Support for ternary logic in SSE, XOP, AVX2 and x86 programs
Other
30 stars 9 forks source link

NEON implementation #5

Closed nemequ closed 3 years ago

nemequ commented 3 years ago

I'm not sure if you're interested in this or not, but I already have the code so I thought I'd offer.

If you want, I can also provide AltiVec, z/Arch, WebAssembly SIMD, and SVE versions as well. Perhaps more interestingly, I'm also planning a GCC vector extension version. Just let me know which (if any) you want me to file a PR for.

WojciechMula commented 3 years ago

That is so cool! Thank you very much! :) Of course, if you want to add any other backend, you are welcomed.

You are the second user of this library known to me. ;)

nemequ commented 3 years ago

I just pushed a version which has some much more significant changes; the big thing is that I added a notor operation (for ORN) and created a neon.txt instead of just reusing the x86 versions.

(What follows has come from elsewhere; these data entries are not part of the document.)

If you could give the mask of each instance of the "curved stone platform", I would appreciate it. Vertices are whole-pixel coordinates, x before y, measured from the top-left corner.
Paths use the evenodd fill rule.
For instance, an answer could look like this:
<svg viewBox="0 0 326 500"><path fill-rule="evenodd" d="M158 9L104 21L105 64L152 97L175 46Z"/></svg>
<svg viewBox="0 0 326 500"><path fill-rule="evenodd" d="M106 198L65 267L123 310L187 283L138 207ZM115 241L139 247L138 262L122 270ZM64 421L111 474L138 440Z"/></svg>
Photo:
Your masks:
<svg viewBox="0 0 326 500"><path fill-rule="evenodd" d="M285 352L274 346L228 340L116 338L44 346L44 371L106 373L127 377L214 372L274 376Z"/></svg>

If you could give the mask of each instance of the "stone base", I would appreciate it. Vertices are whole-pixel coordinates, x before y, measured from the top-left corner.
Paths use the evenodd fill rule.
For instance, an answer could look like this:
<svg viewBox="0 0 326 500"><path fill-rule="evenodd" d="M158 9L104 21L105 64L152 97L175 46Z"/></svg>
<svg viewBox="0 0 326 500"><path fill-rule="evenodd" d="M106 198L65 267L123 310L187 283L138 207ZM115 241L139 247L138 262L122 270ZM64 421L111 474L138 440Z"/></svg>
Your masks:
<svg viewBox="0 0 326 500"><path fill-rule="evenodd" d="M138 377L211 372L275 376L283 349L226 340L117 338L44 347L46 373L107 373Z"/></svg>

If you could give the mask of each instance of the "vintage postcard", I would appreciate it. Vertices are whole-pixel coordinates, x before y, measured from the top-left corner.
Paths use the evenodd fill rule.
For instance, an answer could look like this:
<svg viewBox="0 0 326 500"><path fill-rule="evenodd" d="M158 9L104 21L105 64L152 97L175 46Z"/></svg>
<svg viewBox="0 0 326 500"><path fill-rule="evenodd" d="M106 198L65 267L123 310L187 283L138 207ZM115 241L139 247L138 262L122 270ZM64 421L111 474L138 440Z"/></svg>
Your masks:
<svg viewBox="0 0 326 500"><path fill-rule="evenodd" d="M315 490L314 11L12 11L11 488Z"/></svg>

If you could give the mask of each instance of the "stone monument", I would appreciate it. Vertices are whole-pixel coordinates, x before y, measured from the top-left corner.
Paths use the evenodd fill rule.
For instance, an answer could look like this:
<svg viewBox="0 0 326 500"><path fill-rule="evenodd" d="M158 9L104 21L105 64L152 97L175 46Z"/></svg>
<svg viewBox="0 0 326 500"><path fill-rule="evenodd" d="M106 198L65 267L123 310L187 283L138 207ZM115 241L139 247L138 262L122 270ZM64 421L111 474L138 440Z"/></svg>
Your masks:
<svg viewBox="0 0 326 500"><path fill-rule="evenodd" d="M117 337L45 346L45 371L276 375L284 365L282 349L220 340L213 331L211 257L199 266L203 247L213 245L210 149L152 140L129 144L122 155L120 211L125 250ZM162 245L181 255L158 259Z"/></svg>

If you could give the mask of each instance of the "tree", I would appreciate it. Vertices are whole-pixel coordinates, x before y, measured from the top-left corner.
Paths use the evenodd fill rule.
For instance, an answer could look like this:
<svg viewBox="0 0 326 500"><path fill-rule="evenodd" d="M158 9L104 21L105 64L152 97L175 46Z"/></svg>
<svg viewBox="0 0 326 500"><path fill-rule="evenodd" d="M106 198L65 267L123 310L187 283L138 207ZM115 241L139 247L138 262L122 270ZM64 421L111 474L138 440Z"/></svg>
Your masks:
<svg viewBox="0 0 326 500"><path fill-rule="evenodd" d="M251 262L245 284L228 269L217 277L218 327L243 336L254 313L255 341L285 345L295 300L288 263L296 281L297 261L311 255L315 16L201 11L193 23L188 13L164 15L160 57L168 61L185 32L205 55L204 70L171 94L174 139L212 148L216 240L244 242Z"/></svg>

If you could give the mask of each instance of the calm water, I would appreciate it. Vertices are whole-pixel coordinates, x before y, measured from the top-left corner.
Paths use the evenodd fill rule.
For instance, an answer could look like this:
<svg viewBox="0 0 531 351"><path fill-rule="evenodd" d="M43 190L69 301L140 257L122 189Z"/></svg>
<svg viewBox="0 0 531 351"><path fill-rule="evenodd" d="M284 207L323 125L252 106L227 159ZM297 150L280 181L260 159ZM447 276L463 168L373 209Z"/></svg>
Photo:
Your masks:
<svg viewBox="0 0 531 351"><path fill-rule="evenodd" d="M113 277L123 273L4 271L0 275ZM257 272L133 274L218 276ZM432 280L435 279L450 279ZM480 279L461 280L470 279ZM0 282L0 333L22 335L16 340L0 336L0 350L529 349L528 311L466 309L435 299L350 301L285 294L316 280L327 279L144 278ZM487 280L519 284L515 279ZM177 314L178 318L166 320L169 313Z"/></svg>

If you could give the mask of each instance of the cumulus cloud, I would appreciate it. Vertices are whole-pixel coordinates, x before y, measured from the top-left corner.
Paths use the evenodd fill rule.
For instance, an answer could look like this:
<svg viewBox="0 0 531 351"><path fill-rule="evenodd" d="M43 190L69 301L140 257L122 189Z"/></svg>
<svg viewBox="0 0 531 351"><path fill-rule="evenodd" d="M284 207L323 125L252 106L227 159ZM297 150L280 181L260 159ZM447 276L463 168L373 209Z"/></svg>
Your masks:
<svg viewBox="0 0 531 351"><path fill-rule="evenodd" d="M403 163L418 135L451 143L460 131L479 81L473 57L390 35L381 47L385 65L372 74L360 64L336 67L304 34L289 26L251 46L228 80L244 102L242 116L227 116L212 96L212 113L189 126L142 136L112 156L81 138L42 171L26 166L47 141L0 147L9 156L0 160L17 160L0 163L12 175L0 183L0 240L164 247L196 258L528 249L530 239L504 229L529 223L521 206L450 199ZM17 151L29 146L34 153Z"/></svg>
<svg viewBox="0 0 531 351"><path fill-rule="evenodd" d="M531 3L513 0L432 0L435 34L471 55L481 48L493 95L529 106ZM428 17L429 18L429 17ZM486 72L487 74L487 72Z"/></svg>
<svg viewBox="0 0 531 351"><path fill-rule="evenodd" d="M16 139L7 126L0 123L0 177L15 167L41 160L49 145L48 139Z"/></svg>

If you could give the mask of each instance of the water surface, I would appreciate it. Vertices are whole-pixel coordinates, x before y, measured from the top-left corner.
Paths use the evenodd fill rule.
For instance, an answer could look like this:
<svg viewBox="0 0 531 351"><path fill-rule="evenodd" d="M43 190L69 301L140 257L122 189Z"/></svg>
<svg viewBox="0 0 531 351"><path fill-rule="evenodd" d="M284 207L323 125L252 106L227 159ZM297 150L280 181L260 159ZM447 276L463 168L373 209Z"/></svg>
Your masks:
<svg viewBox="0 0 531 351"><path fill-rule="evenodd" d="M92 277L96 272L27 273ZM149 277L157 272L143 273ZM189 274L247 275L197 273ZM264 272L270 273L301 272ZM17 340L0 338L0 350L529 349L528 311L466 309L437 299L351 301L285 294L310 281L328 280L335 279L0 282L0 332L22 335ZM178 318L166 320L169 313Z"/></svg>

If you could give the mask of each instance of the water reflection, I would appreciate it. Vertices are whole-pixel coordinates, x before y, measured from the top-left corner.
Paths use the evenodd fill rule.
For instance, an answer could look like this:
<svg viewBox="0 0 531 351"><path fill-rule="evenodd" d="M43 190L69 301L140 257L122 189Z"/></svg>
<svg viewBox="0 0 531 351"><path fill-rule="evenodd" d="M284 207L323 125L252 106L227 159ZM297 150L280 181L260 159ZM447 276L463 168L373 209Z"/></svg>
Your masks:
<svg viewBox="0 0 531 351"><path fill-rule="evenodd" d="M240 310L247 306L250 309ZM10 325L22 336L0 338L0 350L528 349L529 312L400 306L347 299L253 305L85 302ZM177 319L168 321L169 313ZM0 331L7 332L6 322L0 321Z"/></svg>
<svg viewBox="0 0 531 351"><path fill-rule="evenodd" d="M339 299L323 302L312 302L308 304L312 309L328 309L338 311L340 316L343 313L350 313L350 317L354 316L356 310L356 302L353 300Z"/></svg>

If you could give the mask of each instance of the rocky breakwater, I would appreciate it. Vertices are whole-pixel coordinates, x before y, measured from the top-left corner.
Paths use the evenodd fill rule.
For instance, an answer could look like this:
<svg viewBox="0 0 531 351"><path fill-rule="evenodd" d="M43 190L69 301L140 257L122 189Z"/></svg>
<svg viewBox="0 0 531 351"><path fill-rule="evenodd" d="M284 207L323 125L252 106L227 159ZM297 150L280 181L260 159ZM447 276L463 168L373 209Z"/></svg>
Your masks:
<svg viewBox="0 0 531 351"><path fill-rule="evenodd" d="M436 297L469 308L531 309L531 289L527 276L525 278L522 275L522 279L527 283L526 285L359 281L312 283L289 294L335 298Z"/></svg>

This improved the NEON code quite a bit, as well as x86_32 and x86_64. It does create some noise in the SSE/AVX2/AVX-512 versions, though; AFAICT all the changes are neutral, but you may want to take a closer look.

You are the second user of this library known to me. ;)

I'm not really planning on using it directly; it's for SIMDe, and unfortunately I think it would just be too much code, especially considering we are going to need three versions (for 128/256/512 bit vectors). My current plan is to tweak one of the x86 generators to output C functions which we can then call in loops, so we'll basically end up with something like

// 256 of these, generated by this repo
static inline int32_t simde_x_mm_ternarylogic_impl_0xXX_(int32_t a, int32_t b);

simde__m128i simde_mm_ternarylogic_epi32(simde__m128i a, simde__m128i b, const int imm8) {
  simde__m128i r;

  switch (imm8) {
    case 0xXX:
      #pragma omp simd
      for (int i = 0 ; i < 4 ; i++) {
        r[i] = simde_x_mm_ternarylogic_impl_0xXX_(a[i], b[i]);
      }
      break;
  }

  return r;
}

BTW, there is no license anywhere; am I free to use the output without restrictions (or, at least, under an MIT license)?

WojciechMula commented 3 years ago

Will review it soon, it's huge :)

Speaking of the license, I usually set the simplified BSD, but for this project it can be public domain, When we merge your changes, will update the license.

WojciechMula commented 3 years ago

Thanks a lot! This is great. Indeed the x86 version looks better when the new lowering rules were applied.